The usual assumption of AI (the only advantage of discarding what the early cybernauts called “meat”) is that machine rationality will get rid of the distorting factors caused by having an endocrine system and a lot of internal programs designed to foster physical survival. Silicon-based life has fewer moving parts to worry about than carbon-based life, and presumably would be less neurotic about having to make certain that its chips and circuitry were not on the verge of interfering with the smooth functioning of its computational abilities. (This is true even if we have to modify our description to incorporate AL’s assertion that life from cellular structures on up is computational; it means that organic life is a whole bunch of computational programs getting in one another’s way almost as often as they form a synergistic whole.)

But as Google’s jokers so intelligently discerned, artificial intelligence might not be entirely without neurosis. This is a standard insight, something that Isaac Asimov famously noted sixty years ago and writers of speculative fiction have explored ever since (2001 being one classic cinematic example followed by many others). It would just be mentally ill in a machinic way.

And this brings us back, finally, to the topic of the International Style in architecture, a.k.a. rule-bound geometry with indefinitely replicable parts—machinic architecture for the Machine Age of the 1930s.

The Italian Rationalists of that prewar era were anything but pure rationalists; what makes Rationalist architecture so appealing, when it is (there were some duds) is not the use of the grid but the modification of it with elements of complexity. Sometimes the complexities they incorporated were allusions to the underlying shapes and proportions of Renaissance architecture; sometimes they were more multiple pleasure-giving elements like those in the much-imitated façade of the Casa del Fascio (for the sake of brevity, I must here resort to Wittgenstein’s “Don’t think, but look!”).

Assuming the elements are pleasure-giving, and I am sure there are those who think the Casa del Fascio is plug-ugly, the question then is, why are they pleasure-giving?

And that is why I am looking forward to getting deeper into Eeva-Liisa Pelkonen’s new book, the aforementioned Alvar Aalto: Architecture, Modernity, and Geopolitics, for Aalto’s architecture-and-design organicism, mingled adroitly with pure geometry when that was suitable, was a response to the perceived emotional inadequacies of the International Style.

Aalto was looking for styles that could embrace regional difference without being nationalistic (for all his metaphors for “Finnishness” famously embodied in his pavilion for Finland at the 1939 New York World’s Fair, he alluded to more than one national style in the details of his Finnish Pavilion for the Paris International Exposition of 1937).
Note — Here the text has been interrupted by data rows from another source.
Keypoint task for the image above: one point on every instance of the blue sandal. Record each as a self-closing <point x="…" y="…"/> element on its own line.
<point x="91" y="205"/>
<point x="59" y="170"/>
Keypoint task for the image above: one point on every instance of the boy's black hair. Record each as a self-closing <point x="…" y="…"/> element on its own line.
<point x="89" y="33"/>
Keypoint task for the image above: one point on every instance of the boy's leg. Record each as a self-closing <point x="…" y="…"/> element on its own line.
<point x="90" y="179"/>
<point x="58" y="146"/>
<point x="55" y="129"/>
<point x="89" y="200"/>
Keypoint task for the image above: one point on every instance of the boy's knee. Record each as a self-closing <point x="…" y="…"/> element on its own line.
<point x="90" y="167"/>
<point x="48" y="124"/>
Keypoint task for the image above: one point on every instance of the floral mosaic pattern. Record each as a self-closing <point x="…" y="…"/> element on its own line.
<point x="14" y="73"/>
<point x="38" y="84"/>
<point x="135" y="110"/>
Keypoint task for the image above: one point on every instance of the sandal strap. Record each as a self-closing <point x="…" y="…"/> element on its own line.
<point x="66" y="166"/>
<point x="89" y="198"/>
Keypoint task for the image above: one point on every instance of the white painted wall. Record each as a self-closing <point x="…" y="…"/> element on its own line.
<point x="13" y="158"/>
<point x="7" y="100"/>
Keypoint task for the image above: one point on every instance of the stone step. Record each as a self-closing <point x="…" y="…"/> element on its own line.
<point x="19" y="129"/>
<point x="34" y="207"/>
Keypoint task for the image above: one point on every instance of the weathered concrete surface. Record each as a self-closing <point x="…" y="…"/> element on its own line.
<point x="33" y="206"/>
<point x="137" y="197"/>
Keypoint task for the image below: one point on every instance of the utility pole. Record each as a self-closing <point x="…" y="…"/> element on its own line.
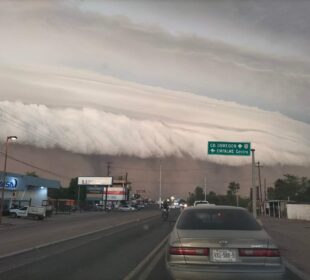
<point x="205" y="180"/>
<point x="260" y="185"/>
<point x="159" y="184"/>
<point x="253" y="184"/>
<point x="107" y="187"/>
<point x="108" y="168"/>
<point x="265" y="189"/>
<point x="4" y="174"/>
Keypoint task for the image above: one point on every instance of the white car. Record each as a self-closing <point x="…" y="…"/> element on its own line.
<point x="126" y="208"/>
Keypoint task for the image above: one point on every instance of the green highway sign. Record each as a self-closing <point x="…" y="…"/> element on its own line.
<point x="229" y="148"/>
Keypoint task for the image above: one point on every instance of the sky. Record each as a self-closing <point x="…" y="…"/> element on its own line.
<point x="157" y="78"/>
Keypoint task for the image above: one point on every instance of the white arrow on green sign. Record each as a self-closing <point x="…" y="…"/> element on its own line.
<point x="229" y="148"/>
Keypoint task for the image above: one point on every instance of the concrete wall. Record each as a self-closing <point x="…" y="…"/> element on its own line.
<point x="298" y="211"/>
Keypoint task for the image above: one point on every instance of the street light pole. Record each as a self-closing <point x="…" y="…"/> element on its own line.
<point x="160" y="185"/>
<point x="253" y="184"/>
<point x="4" y="174"/>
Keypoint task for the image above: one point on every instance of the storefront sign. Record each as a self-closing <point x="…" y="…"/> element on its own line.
<point x="10" y="183"/>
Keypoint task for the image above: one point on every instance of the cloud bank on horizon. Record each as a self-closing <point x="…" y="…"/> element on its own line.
<point x="85" y="78"/>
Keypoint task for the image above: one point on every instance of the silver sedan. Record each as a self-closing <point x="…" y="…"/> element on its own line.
<point x="221" y="242"/>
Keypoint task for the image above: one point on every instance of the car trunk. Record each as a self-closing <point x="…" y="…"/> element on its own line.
<point x="224" y="246"/>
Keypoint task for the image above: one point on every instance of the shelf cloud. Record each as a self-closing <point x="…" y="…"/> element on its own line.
<point x="114" y="117"/>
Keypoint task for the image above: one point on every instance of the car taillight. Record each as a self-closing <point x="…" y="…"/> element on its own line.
<point x="189" y="251"/>
<point x="259" y="252"/>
He was also looking for architectural styles that could carry across national borders by virtue of addressing more general human emotional needs: in a 1935 lecture titled “Rationalism and Man,” he stated that “As soon as we include psychological requirements, or rather, as soon as we are able to include them, we will have extended the rationalist working method enough to make it easier to prevent inhuman results.”
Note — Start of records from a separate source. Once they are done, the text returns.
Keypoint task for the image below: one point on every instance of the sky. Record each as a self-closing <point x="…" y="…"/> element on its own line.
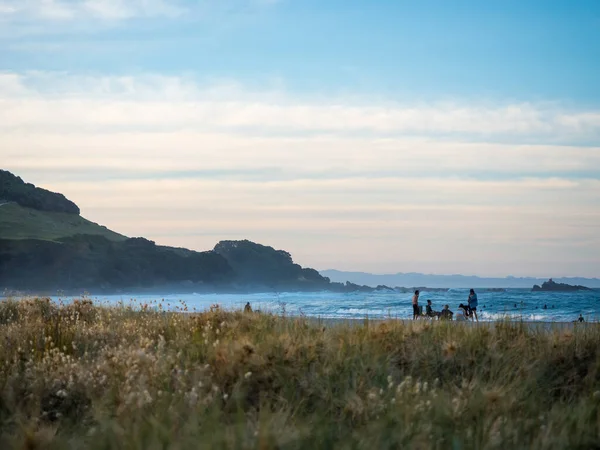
<point x="380" y="136"/>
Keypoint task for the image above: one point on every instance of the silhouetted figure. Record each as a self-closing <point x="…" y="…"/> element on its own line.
<point x="472" y="304"/>
<point x="429" y="312"/>
<point x="466" y="312"/>
<point x="416" y="311"/>
<point x="446" y="314"/>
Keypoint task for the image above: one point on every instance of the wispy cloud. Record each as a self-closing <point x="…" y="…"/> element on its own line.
<point x="72" y="10"/>
<point x="340" y="182"/>
<point x="175" y="103"/>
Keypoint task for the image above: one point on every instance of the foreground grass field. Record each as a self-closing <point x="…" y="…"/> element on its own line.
<point x="82" y="376"/>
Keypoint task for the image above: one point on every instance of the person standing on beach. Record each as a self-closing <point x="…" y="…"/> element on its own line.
<point x="416" y="312"/>
<point x="473" y="304"/>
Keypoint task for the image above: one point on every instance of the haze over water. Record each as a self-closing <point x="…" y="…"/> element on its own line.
<point x="562" y="307"/>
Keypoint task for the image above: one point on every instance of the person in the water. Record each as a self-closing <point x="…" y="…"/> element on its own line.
<point x="472" y="302"/>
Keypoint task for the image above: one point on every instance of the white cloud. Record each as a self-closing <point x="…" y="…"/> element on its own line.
<point x="175" y="103"/>
<point x="70" y="10"/>
<point x="460" y="187"/>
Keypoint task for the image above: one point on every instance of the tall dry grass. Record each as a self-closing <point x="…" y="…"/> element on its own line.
<point x="82" y="376"/>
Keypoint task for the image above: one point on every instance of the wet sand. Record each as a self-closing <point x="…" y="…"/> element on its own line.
<point x="538" y="326"/>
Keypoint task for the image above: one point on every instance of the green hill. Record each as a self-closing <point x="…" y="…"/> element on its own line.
<point x="18" y="222"/>
<point x="46" y="245"/>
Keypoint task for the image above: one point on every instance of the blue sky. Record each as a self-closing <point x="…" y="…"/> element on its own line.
<point x="382" y="136"/>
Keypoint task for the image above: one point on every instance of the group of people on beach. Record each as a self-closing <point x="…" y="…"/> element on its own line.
<point x="468" y="311"/>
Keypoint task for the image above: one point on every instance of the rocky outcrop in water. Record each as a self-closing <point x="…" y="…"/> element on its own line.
<point x="552" y="286"/>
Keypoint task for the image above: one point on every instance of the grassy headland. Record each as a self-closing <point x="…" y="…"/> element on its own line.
<point x="82" y="376"/>
<point x="18" y="222"/>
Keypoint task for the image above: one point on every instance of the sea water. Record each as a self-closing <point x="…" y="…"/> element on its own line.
<point x="516" y="304"/>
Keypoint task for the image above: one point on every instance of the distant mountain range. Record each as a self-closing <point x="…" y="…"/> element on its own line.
<point x="448" y="281"/>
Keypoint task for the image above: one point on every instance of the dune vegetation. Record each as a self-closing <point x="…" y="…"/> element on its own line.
<point x="87" y="376"/>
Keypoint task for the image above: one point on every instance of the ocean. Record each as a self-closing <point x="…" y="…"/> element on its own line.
<point x="517" y="304"/>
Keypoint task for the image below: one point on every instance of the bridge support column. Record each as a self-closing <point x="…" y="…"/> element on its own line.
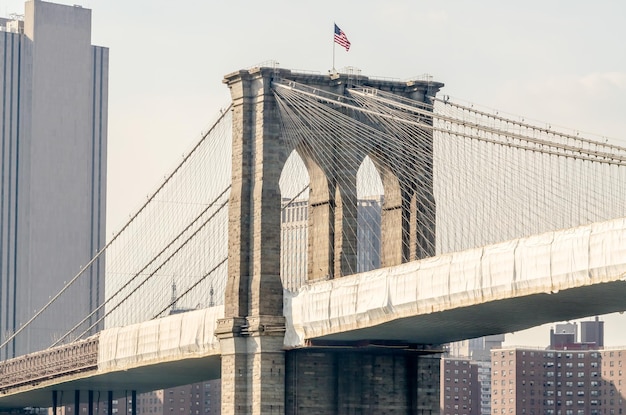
<point x="387" y="382"/>
<point x="251" y="334"/>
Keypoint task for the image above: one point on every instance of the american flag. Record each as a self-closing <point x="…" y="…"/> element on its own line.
<point x="341" y="38"/>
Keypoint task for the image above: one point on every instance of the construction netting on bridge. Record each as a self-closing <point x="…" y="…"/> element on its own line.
<point x="487" y="179"/>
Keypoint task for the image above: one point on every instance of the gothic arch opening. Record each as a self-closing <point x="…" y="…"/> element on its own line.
<point x="294" y="191"/>
<point x="370" y="198"/>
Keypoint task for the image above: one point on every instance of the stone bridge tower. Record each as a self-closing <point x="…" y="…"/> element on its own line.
<point x="251" y="334"/>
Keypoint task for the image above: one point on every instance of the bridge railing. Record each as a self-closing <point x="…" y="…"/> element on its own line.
<point x="31" y="369"/>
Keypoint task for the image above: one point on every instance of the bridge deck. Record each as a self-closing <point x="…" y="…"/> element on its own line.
<point x="498" y="288"/>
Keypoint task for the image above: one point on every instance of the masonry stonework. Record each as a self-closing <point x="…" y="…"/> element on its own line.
<point x="256" y="377"/>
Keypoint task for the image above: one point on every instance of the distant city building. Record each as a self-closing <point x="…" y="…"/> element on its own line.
<point x="460" y="388"/>
<point x="477" y="352"/>
<point x="53" y="128"/>
<point x="576" y="378"/>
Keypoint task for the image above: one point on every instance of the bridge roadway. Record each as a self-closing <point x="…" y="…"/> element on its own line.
<point x="499" y="288"/>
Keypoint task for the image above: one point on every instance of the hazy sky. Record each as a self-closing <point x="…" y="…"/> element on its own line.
<point x="562" y="62"/>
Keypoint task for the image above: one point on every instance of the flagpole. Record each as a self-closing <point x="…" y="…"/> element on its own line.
<point x="333" y="47"/>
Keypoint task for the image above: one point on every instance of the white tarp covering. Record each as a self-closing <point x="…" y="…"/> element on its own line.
<point x="168" y="338"/>
<point x="543" y="263"/>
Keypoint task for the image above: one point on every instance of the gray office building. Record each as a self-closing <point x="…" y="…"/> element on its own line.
<point x="53" y="133"/>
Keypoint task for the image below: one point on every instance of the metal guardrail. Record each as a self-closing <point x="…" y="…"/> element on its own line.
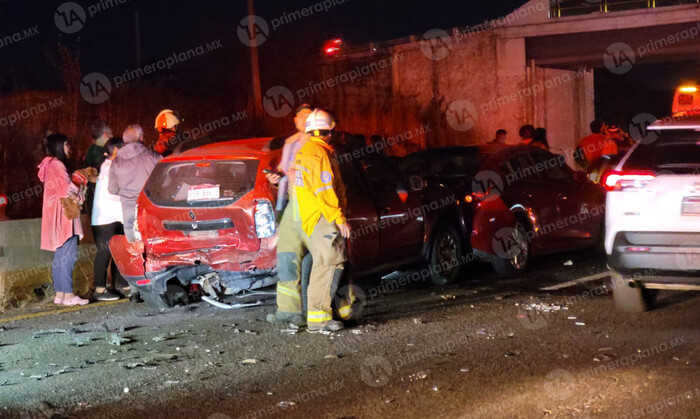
<point x="563" y="8"/>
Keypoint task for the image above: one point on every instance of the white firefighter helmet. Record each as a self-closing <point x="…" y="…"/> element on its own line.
<point x="167" y="120"/>
<point x="319" y="120"/>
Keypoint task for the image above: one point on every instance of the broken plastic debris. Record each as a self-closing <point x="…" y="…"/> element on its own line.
<point x="42" y="333"/>
<point x="117" y="340"/>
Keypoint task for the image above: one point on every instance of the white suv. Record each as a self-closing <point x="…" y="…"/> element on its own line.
<point x="653" y="214"/>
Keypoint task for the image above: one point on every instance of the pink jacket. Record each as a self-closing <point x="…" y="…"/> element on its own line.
<point x="56" y="228"/>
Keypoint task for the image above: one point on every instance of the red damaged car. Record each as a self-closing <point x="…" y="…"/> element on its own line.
<point x="520" y="201"/>
<point x="206" y="221"/>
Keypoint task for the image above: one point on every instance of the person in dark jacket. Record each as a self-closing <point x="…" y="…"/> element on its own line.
<point x="129" y="172"/>
<point x="101" y="133"/>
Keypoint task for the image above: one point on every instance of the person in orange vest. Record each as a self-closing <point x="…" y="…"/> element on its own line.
<point x="168" y="127"/>
<point x="593" y="147"/>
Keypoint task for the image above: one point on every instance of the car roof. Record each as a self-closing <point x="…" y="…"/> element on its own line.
<point x="683" y="122"/>
<point x="249" y="147"/>
<point x="489" y="149"/>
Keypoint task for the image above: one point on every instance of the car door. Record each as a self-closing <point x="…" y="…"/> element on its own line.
<point x="362" y="216"/>
<point x="578" y="217"/>
<point x="401" y="223"/>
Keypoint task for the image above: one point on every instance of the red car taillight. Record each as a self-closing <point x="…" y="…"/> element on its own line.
<point x="616" y="180"/>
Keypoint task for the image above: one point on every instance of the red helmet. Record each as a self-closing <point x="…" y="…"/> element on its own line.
<point x="167" y="120"/>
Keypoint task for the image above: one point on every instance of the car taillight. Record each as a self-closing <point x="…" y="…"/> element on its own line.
<point x="264" y="219"/>
<point x="616" y="180"/>
<point x="686" y="100"/>
<point x="137" y="233"/>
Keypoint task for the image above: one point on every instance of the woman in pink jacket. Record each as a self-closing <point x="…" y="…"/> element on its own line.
<point x="58" y="233"/>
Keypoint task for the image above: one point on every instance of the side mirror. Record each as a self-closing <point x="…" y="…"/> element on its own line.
<point x="580" y="177"/>
<point x="418" y="183"/>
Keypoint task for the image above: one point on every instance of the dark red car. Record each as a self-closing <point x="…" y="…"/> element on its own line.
<point x="520" y="201"/>
<point x="206" y="218"/>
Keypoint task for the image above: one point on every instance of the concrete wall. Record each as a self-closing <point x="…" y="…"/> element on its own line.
<point x="464" y="86"/>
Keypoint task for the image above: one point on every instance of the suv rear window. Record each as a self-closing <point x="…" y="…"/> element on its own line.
<point x="674" y="151"/>
<point x="202" y="183"/>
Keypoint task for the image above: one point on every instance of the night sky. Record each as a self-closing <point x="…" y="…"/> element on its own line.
<point x="107" y="43"/>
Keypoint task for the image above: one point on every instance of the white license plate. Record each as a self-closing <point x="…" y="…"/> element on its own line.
<point x="203" y="192"/>
<point x="691" y="205"/>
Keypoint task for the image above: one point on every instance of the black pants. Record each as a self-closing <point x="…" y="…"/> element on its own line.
<point x="102" y="235"/>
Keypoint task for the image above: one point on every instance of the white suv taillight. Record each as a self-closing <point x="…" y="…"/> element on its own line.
<point x="264" y="219"/>
<point x="616" y="180"/>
Notice the lovely double modifications: “as soon as we are able to include them,” “make it easier to prevent,” allowing always for the possibility of difficulty and unsuccess. At least in this lecture, Aalto is in control of his rhetoric.
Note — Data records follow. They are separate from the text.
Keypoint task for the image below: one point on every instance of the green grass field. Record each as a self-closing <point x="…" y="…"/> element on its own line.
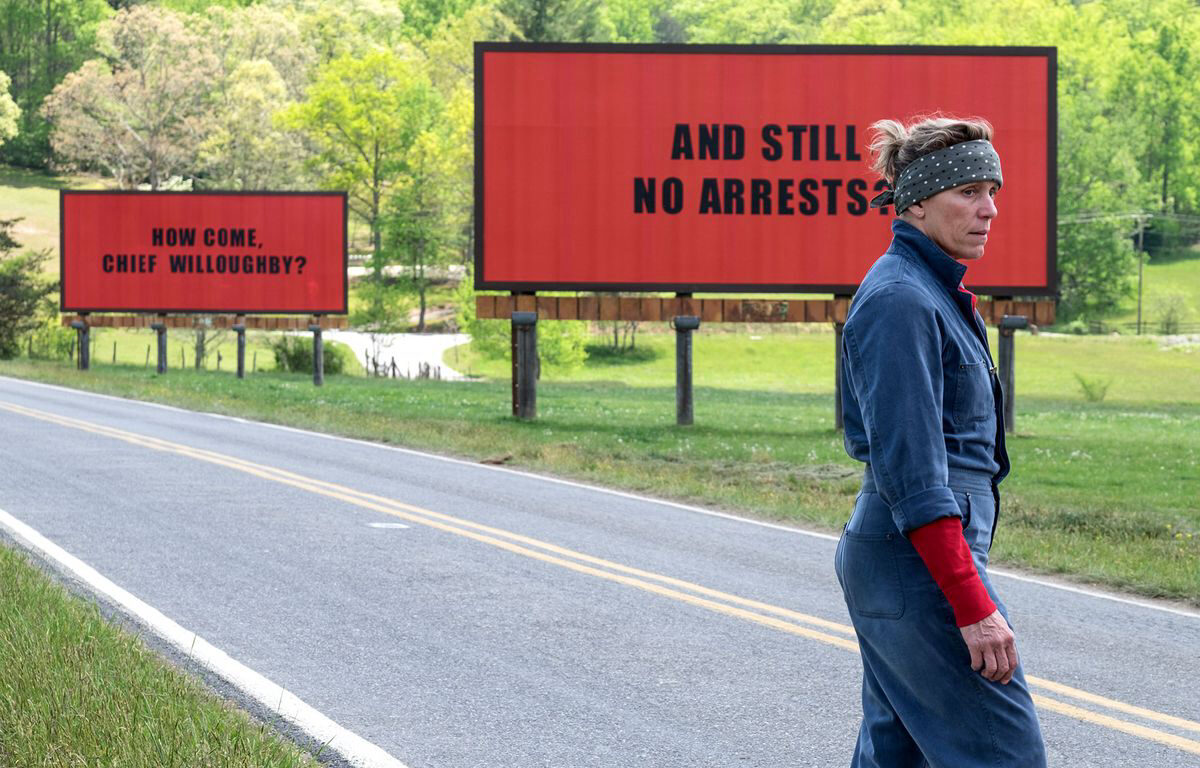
<point x="76" y="690"/>
<point x="1103" y="491"/>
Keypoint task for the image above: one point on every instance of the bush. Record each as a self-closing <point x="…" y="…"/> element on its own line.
<point x="294" y="354"/>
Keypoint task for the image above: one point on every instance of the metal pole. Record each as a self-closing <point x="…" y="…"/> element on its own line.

And the question that has plagued architecture ever since is how to incorporate psychological requirements, and just what “psychological requirements” might be, anyway. One of the unstated debates in architecture (perhaps it has been a real debate) is whether or not being able to find the front door of a beautiful building without a thirty-minute search is a psychological requirement. (It plainly is a functional issue.)